You are viewing a plain text version of this content. The canonical link for it is here.
Posted to issues@hbase.apache.org by "Ming Ma (JIRA)" <ji...@apache.org> on 2011/07/09 01:36:16 UTC

[jira] [Created] (HBASE-4081) Issues with HRegion.compactStores methods

Issues with HRegion.compactStores methods
-----------------------------------------

                 Key: HBASE-4081
                 URL: https://issues.apache.org/jira/browse/HBASE-4081
             Project: HBase
          Issue Type: Bug
          Components: regionserver
            Reporter: Ming Ma
            Assignee: Ming Ma


HRegion.java,

  byte [] compactStores(final boolean majorCompaction)
  throws IOException {
    if (majorCompaction) {
      this.triggerMajorCompaction();
    }
    return compactStores();
  }

  /**
   * Compact all the stores and return the split key of the first store that needs
   * to be split.
   */
  public byte[] compactStores() throws IOException {
    for(Store s : getStores().values()) {
      CompactionRequest cr = s.requestCompaction();
      if(cr != null) {
        try {
          compact(cr);
        } finally {
          s.finishRequest(cr);
        }
      }
      byte[] splitRow = s.checkSplit();
      if (splitRow != null) {
        return splitRow;
      }
    }
    return null;
  }

1. It seems the second method's intention is to compact all the stores. However, if a store requires split, the process will stop.
2. Only MetaUtils, HRegion.merge, HRegion.processTable use these two methods. No caller uses the return value.
3. HRegion.merge expects major compaction for each store after the call and has code like below to check error condition.

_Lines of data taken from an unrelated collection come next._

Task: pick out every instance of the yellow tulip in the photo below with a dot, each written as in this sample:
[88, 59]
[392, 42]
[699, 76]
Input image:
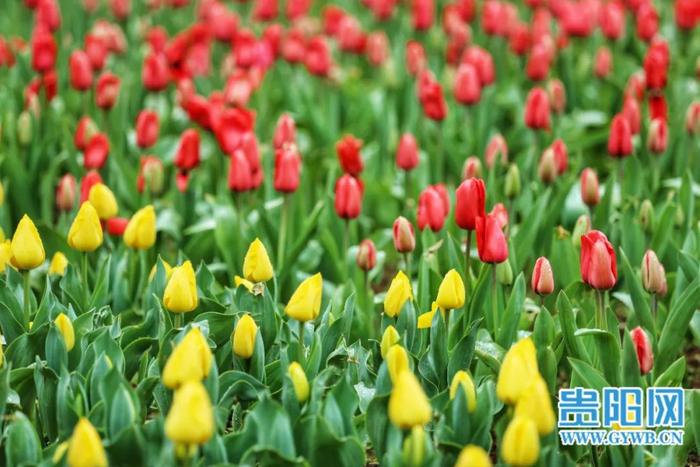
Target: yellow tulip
[396, 362]
[473, 456]
[536, 404]
[521, 445]
[451, 293]
[180, 294]
[191, 417]
[305, 304]
[189, 361]
[58, 264]
[256, 265]
[103, 200]
[408, 404]
[389, 338]
[85, 233]
[27, 249]
[65, 327]
[85, 446]
[299, 381]
[244, 337]
[519, 366]
[140, 232]
[399, 292]
[462, 378]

      // Because we compacted the source regions we should have no more than two
      // HStoreFiles per family and there will be no reference store
      if (srcFiles.size() == 2)


So it seems like the fixes are: a) take out s.CheckSplit() call inside compactStores. b) make the return type "void" for these two compactStores functions.

--
This message is automatically generated by JIRA.
For more information on JIRA, see: http://www.atlassian.com/software/jira

        

[jira] [Commented] (HBASE-4081) Issues with HRegion.compactStores methods

Posted by "stack (JIRA)" <ji...@apache.org>.
    [ https://issues.apache.org/jira/browse/HBASE-4081?page=com.atlassian.jira.plugin.system.issuetabpanels:comment-tabpanel&focusedCommentId=13066308#comment-13066308 ] 

stack commented on HBASE-4081:
------------------------------

Your breakdown of the evolution of that section of cod sounds right to me Ming Ma.  Go for it.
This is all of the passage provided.